Fusion tests self-driving Fiat Ducato, Europe's favorite camper van
Europe's ubiquitous camper van and motorhome base vehicle, the Fiat Ducato took a step toward camping future last year when it rolled out in all-electric guise. Now it takes another step, albeit a less official one, in gaining Level 4/5 autonomous driving capability. UK driver-assistance company Fusion Processing is testing its automated driving system in a long-wheelbase Ducato crew van. The hardware will ultimately feature in a driverless bus route, but for now it previews the self-driving cargo and camper vans of the future.
Fusion released the first information and images about its autonomous Ducato last week. The van features Fusion's CAVStar Automated Driving System, a hardware and software suite designed to be integrated with OEM systems or retrofitted to existing vehicles. The system combines a series of radar, LIDAR, optical cameras and ultrasonic sensors with an AI processing unit. Designed to provide Level 4 autonomy out of the gate, upgradeable to Level 5, the system is meant for a driverless vehicle experience, fully analyzing its surroundings and reacting via steering, throttle and braking inputs.
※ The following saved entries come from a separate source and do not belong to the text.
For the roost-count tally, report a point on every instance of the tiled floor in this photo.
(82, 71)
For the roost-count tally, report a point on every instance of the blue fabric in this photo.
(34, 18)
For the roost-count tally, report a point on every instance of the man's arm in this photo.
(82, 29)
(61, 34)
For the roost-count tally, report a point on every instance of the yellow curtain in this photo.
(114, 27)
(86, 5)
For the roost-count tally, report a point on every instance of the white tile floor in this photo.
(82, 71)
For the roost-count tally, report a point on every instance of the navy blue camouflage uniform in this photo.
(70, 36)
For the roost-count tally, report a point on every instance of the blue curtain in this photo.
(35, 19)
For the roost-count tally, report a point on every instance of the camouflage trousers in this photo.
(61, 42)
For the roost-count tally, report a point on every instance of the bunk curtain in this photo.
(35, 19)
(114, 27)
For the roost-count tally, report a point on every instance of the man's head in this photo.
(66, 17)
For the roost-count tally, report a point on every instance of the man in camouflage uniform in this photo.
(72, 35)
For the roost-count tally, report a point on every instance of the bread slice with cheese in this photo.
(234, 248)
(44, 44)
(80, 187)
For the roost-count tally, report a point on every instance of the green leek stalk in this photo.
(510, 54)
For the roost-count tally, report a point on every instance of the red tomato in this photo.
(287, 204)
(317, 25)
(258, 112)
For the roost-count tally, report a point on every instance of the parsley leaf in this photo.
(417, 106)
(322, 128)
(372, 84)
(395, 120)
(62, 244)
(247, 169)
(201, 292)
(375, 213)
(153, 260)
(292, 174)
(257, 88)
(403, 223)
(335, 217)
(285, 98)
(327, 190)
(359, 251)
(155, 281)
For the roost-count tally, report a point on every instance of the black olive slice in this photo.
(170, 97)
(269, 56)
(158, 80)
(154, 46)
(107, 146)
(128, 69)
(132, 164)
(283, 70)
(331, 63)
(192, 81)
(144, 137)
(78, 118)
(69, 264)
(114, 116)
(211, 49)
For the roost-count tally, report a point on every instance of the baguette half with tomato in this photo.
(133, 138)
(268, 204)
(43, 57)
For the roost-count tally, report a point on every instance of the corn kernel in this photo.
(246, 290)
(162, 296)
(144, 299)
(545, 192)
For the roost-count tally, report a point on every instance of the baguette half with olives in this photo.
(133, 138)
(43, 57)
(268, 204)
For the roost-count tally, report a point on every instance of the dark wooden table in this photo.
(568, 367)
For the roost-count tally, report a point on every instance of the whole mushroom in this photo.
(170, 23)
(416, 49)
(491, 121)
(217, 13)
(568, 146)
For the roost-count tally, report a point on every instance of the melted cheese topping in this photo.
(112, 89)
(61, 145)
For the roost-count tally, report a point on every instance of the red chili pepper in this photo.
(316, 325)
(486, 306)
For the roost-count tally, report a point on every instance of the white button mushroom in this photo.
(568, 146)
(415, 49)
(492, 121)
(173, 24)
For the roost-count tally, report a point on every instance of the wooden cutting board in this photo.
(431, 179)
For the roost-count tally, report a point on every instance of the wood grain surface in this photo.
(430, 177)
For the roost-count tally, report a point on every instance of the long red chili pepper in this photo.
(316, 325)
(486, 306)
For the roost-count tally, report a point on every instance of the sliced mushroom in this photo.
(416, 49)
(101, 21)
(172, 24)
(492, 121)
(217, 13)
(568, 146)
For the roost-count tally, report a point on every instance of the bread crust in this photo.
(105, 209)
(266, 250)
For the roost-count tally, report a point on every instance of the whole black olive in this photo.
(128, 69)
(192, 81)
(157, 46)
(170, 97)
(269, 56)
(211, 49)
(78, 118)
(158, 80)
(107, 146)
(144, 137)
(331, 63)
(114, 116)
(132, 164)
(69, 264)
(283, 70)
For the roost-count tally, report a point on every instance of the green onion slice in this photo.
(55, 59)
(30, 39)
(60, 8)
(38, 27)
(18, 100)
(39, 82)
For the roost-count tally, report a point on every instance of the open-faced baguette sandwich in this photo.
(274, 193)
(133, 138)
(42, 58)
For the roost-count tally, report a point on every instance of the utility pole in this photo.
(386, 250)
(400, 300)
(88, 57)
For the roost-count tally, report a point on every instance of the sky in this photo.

Fusion says that its tech can be used to automate any size vehicle, whether powered by an internal combustion engine, electric drive or hybrid combination of the two. It's currently working on the CAVForth autonomous bus pilot with plans of launching an autonomous service on a 30-mile (48 km) loop between a Fife park-and-ride and Edinburgh Park business park in Scotland. Fusion is leading the CAVForth consortium, which also includes highway management authority Transport Scotland, bus manufacturer Alexander Dennis, fleet operator Stagecoach Group, Bristol Robotics Laboratory and Edinburgh Napier University.
"Traveling mostly on motorways controlled by Transport Scotland, the single-deck autonomous buses will be required to safely interact with other traffic in a live road environment, negotiating junctions and bus stops while carrying fare-paying passengers at speeds of up to 50 mph," Fusion explains.
The autonomous buses are currently undergoing track testing, with plans to begin road testing in the second half of 2021.
The CAVstar-equipped Ducato gives Fusion a smaller test vehicle, and as with the buses, Fusion plans to test it first on the track and later on public roadways. To meet driver-free Level 4 capabilities, the van employs redundant steering and braking systems designed for emergency takeover in the unlikely event that the primary systems fail.
"We needed a vehicle on which to install the automated driving system developed for CAVForth, and although we have a full-size bus in our Bristol facility, the Ducato crew van serves as a more convenient test platform to take on the road and measure the system performance," explains Fusion marketing chief Jim Fleming.
Fleming states that the Level 4 Ducato was converted in a few months' time. Along with serving to further test and refine the CAVStar hardware for the CAVForth project, the van also demonstrates how Fusion's tech is capable of converting an existing non-autonomous vehicle into a smart, capable Level 4 transporter.
March 2021 has been a notable month in the slow journey toward autonomous camper vans and motorhomes. We've seen both Europe's most popular motorhome base van and its most famous one equipped as autonomous test vehicles. Robotically prepared, autonomously driven personalized vacation rigs may not be right around the corner, but at least we're seeing some movement in the right direction.